Чёрный снизу вверх глядел мученическим взглядом, рот его, похожий на тёмный провал, исторгал беззвучный крик, который, будь в нём сила, наверное, ураганом разметал бы в труху слух Безроду и Стюженю, но лишь приглушённый сип сочился из повреждённой глотки, ровно тонкие струйки через завал в русле. И уж если что-то и должно было звенеть аж на разрыв — горло морехода едва не лопалось, хоть и беззвучно.
Громко хрустнуло. Кормчего мало над песком не подбросило, и на какой-то миг Сивому даже показалось, что хребет Чёрного переломило пополам, ровно сухую ветку: его так выгнуло, мало затылком поясницу не достал.
— Голени, — мрачно буркнул старик, опускаясь на колени. — Даже гадать не возьмусь, что сломается дальше. Ты меня слышишь? Дай знак.
Кормчий катал зрачки меж ресниц, разведённых почти в круг, кричал даже лицом, руками, всем телом и, наконец, собрал пальцы десницы в кулак.
— Пять золотых, ты не жилец, — Безрод присел на песок с другой стороны, — Хочешь умереть быстро?

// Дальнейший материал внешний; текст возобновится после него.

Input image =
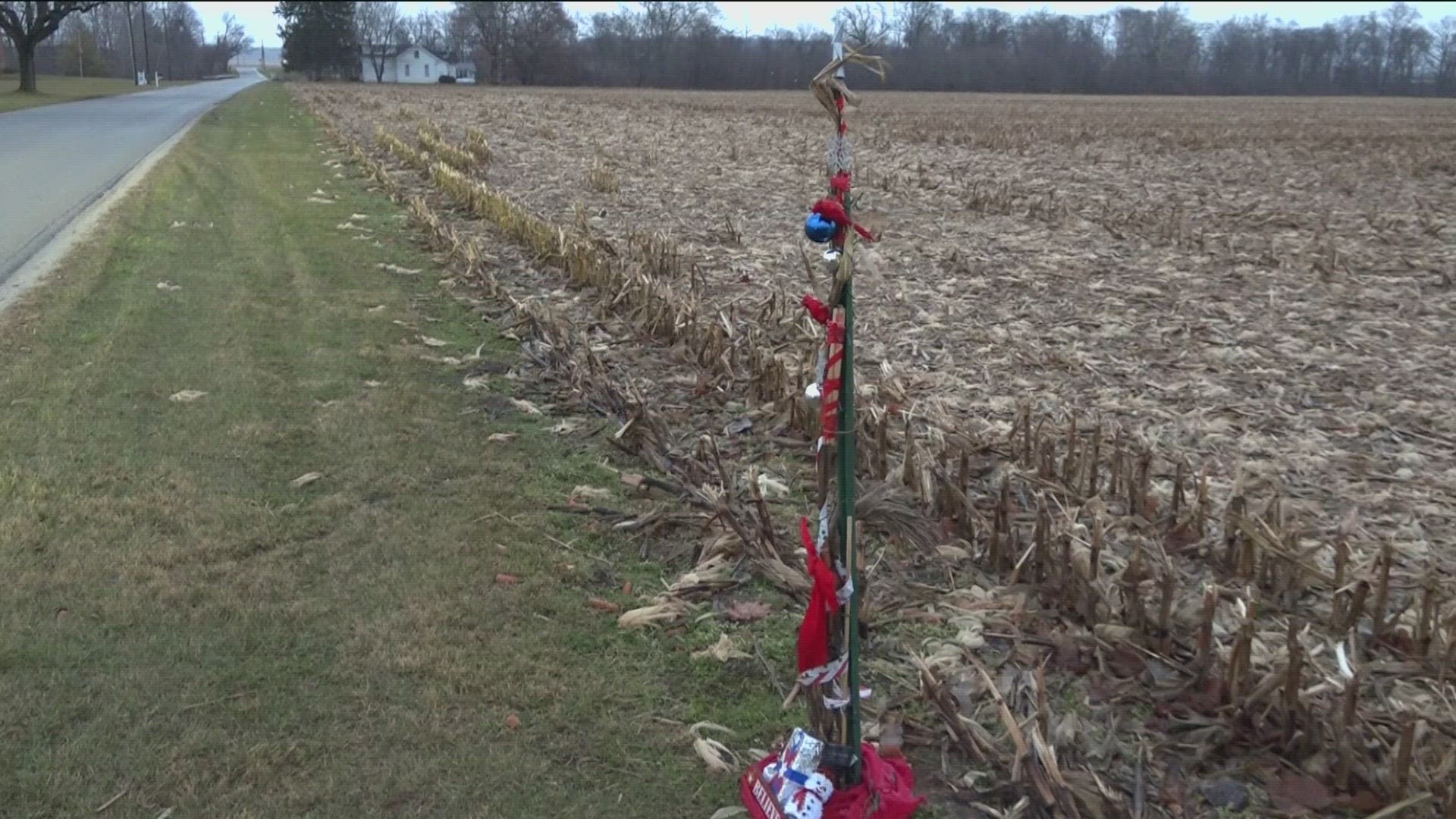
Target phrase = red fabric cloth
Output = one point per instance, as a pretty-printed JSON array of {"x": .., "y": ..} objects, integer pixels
[
  {"x": 823, "y": 601},
  {"x": 892, "y": 781}
]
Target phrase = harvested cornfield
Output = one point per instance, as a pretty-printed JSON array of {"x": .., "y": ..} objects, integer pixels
[{"x": 1166, "y": 382}]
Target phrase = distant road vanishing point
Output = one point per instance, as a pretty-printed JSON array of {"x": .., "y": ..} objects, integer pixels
[{"x": 57, "y": 159}]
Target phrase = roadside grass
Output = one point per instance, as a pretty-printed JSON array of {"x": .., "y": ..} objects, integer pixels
[
  {"x": 55, "y": 88},
  {"x": 182, "y": 629}
]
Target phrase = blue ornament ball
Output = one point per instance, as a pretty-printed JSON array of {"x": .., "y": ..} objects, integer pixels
[{"x": 819, "y": 229}]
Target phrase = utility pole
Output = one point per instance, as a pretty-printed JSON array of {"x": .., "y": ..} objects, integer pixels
[
  {"x": 146, "y": 49},
  {"x": 131, "y": 42},
  {"x": 166, "y": 37}
]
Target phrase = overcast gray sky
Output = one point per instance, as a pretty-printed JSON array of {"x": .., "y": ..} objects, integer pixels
[{"x": 756, "y": 18}]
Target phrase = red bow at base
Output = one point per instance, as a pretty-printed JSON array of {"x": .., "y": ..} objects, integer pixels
[{"x": 886, "y": 792}]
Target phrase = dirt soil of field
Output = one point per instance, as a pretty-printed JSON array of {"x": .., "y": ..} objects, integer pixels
[
  {"x": 1266, "y": 287},
  {"x": 1266, "y": 284}
]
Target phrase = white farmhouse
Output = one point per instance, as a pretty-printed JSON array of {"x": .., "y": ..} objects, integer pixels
[{"x": 414, "y": 64}]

— Давай, замоли грехи, облегчи совесть. Скажи всё, что о нём знаешь, — Стюжень показал в сторону городка. — Он обвёл вас вокруг пальца, как баранов, двое уже мертвы, твои дети могут не дожить до следующего рассвета, и у тебя есть только одна возможность отомстить. Всего одно слово. Заклятие не даст сказать больше. Это должно быть важное слово. Веское, как молот кузнеца.
Чёрный покосился на меч Безрода, нависший остриём прямо против сердца, страдальчески кивнул, но ещё до того, как набрал воздуху в грудь, ночь испуганно отпрянула. Ладья, ослепительно полыхнув, занялась вся, сразу, целиком, от носа до кормы, парус надуло будто потоком огненного сквозняка, он вспыхнул, ровно легчайшее полотно, лопнул надвое, половинки оглушительно хлопнули, как знамена, и волна жара едва глаза кормчему не высушила.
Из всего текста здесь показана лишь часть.